Inset top: After witnessing surgery for the first time.
Inset middle: We Can Do It, assuming there are vegan menu options and no gluten within a fifteen mile radius.
Inset lower: They shall grow not old, as we who are left grow old.
2 responses to “Getting Things From Cupboards”
Camden feels like several lifetimes ago.
Also ironic you’re spending almost as much time in and around hospitals as me.
Are you sure you didn’t touch my wheelchair? It is very contagious this whole spacker thing…
I’m not sure Camden ever really existed, to be honest.

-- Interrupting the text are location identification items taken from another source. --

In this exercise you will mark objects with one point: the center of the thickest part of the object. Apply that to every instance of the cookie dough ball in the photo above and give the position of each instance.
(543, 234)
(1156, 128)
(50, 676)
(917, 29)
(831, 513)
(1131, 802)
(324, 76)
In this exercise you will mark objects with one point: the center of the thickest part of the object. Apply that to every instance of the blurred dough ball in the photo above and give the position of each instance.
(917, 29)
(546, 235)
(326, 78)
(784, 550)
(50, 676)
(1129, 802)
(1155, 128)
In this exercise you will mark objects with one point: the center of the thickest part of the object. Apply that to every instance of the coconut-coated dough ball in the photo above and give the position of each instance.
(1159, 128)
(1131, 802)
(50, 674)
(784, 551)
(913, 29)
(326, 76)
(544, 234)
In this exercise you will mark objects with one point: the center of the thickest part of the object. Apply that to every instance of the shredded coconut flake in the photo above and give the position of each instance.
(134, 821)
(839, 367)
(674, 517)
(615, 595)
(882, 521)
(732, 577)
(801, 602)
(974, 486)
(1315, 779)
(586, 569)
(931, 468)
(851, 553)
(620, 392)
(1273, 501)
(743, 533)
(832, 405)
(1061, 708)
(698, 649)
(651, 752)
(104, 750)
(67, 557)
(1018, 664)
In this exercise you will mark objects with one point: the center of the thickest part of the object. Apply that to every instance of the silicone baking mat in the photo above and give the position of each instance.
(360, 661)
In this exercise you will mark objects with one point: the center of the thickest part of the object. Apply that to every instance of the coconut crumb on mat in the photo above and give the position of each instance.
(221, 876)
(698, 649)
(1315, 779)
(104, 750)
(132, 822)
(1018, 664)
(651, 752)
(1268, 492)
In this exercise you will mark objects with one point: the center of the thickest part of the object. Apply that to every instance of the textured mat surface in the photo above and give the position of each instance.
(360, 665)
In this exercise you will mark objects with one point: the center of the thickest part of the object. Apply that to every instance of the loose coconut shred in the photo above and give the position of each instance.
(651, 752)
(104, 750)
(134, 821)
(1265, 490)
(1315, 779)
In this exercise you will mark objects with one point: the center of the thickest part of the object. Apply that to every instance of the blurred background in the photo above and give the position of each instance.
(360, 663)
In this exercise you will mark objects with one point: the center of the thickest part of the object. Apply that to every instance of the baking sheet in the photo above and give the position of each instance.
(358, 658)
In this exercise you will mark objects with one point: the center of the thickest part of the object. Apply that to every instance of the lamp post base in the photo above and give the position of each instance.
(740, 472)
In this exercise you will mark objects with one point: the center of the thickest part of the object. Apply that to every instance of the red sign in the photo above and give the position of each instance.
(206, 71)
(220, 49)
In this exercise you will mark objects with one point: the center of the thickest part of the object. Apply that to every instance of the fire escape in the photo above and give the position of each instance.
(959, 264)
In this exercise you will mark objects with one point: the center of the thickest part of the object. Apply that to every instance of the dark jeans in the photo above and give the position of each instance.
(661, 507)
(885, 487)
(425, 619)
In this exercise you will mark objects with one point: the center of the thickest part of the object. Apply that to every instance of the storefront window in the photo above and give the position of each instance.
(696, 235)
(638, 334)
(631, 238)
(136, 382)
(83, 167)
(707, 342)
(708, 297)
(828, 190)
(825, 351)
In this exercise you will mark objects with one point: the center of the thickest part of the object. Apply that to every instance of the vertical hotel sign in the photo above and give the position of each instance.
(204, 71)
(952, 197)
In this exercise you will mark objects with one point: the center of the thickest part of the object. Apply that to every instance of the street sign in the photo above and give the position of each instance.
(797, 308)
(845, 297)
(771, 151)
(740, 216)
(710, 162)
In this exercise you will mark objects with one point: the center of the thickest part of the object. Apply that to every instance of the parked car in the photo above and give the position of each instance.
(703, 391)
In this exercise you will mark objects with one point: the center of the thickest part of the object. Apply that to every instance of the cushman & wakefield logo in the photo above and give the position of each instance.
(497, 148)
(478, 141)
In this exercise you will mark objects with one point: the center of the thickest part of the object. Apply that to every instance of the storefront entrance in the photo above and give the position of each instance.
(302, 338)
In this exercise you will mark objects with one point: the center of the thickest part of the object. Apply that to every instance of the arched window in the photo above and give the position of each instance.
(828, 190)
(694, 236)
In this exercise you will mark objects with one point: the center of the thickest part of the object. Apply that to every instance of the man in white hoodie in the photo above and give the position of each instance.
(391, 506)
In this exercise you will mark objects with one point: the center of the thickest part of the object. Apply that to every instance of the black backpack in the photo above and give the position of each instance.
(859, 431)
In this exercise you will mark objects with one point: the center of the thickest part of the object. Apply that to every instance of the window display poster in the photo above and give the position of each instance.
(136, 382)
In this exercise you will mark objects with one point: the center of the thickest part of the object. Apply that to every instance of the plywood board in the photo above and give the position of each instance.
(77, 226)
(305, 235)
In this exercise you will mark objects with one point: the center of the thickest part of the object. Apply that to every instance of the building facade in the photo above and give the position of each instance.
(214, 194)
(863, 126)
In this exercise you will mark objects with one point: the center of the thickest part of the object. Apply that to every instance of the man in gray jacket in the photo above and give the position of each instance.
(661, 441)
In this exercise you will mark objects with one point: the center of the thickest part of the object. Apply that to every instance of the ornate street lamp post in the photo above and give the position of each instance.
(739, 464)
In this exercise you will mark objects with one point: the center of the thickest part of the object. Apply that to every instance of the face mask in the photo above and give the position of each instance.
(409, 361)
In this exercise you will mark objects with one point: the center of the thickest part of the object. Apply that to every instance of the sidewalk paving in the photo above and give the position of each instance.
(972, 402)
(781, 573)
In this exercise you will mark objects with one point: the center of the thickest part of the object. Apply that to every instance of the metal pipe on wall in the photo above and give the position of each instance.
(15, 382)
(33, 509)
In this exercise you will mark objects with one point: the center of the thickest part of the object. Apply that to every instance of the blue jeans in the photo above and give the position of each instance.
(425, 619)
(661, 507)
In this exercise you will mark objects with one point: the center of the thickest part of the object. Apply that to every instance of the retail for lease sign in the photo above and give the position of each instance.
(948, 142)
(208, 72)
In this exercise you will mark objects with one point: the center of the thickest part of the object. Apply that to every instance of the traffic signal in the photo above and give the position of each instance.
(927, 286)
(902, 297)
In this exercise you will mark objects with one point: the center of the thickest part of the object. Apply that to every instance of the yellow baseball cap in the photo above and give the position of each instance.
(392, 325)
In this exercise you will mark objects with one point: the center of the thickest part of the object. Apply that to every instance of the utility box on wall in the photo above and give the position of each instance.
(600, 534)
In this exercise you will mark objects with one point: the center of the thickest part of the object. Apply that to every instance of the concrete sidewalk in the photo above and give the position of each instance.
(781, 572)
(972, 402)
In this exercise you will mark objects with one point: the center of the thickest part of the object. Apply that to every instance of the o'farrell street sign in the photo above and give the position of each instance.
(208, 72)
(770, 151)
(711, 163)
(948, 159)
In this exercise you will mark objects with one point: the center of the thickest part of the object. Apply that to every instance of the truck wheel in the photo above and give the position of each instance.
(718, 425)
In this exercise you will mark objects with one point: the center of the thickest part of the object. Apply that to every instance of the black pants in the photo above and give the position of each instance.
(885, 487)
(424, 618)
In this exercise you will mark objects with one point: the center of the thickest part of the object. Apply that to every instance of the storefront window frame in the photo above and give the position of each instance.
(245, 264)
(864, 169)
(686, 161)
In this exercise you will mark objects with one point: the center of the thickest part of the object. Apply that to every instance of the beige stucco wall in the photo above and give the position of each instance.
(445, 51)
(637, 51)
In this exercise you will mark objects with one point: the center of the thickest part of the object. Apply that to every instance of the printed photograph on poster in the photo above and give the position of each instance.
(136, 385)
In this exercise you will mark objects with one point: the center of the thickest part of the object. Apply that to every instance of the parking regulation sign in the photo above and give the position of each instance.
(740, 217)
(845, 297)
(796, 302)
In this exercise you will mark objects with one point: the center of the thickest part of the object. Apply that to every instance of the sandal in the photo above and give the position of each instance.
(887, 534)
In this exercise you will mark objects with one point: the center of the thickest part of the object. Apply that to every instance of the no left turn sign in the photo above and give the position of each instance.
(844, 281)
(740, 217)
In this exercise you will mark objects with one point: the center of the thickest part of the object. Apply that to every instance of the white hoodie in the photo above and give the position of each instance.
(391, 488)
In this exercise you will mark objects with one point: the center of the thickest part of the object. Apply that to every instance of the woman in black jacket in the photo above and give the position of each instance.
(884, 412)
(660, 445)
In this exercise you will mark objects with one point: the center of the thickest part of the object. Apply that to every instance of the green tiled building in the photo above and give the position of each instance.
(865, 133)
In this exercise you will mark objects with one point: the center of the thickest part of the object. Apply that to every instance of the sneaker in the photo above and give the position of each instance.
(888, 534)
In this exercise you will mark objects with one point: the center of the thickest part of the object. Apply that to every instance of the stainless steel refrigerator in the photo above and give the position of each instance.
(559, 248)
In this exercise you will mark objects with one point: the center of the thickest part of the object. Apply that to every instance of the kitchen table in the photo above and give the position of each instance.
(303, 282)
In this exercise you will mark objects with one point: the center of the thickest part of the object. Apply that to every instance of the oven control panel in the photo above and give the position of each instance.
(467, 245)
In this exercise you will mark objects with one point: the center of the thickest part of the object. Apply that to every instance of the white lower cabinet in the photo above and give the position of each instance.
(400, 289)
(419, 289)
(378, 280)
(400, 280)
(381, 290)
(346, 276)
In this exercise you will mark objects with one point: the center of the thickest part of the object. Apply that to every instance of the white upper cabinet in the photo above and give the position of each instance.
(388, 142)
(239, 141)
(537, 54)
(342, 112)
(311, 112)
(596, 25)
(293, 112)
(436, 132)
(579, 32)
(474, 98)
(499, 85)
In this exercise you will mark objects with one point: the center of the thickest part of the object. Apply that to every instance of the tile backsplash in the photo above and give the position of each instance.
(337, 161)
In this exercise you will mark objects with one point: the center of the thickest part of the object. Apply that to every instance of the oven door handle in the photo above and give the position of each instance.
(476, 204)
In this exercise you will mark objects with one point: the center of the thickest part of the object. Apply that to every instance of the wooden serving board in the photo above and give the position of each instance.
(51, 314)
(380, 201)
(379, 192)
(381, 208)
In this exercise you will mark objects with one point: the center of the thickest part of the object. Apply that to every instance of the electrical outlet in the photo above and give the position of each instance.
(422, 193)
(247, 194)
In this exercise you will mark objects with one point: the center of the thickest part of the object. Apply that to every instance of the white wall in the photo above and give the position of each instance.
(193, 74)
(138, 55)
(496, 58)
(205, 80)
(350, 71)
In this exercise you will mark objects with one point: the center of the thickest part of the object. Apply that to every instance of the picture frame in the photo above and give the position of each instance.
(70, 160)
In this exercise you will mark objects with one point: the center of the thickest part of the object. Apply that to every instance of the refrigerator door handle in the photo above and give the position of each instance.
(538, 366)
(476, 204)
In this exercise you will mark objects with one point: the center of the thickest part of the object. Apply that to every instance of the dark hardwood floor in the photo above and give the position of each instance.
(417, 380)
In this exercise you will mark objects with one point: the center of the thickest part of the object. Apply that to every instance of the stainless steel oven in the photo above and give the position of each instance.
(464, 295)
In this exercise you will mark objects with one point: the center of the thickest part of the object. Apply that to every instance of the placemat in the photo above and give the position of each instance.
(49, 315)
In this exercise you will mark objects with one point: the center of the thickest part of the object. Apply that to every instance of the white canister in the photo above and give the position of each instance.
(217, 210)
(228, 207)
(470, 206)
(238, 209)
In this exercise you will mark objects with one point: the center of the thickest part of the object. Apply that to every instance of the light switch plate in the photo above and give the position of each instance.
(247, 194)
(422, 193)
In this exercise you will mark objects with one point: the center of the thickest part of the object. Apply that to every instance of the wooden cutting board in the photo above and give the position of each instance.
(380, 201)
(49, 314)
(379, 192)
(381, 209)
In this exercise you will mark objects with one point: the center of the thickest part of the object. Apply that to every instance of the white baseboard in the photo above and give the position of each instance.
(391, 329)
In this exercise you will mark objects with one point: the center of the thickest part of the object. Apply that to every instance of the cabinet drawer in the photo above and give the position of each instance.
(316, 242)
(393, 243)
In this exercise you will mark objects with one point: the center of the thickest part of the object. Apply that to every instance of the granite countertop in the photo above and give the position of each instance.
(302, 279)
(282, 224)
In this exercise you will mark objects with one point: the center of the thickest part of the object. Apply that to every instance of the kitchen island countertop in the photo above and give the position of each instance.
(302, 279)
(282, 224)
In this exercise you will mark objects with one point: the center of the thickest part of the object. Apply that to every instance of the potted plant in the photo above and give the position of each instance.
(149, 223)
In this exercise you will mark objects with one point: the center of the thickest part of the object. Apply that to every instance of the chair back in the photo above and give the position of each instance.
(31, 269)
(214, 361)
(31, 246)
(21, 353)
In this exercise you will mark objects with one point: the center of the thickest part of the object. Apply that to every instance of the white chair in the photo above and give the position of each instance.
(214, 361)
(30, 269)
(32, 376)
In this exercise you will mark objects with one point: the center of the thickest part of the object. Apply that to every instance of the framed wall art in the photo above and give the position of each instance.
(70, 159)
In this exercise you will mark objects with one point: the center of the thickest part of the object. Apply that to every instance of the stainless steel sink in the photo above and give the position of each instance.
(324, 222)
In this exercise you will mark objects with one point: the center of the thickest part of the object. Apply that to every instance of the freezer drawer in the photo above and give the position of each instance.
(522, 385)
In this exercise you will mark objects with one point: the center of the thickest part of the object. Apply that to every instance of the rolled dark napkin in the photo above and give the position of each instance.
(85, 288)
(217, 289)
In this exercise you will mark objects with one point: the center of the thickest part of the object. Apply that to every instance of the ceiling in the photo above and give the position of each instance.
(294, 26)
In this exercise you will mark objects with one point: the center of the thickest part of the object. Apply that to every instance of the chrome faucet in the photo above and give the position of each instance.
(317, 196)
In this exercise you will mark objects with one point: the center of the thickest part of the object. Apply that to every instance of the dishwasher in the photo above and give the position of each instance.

Working in a hospital is horrifying on many, many levels. Christ alone knows why I thought it would be a good idea. Then again, it is not without lighter moments, also I like the staff and want the patients to get better. I’ve been vaccinated against wheelchairs so I’m in the clear there. I can’t recall what your condition was now, although I remember you did have one. Sniffles? Bit of head cold? Most illnesses are basically that.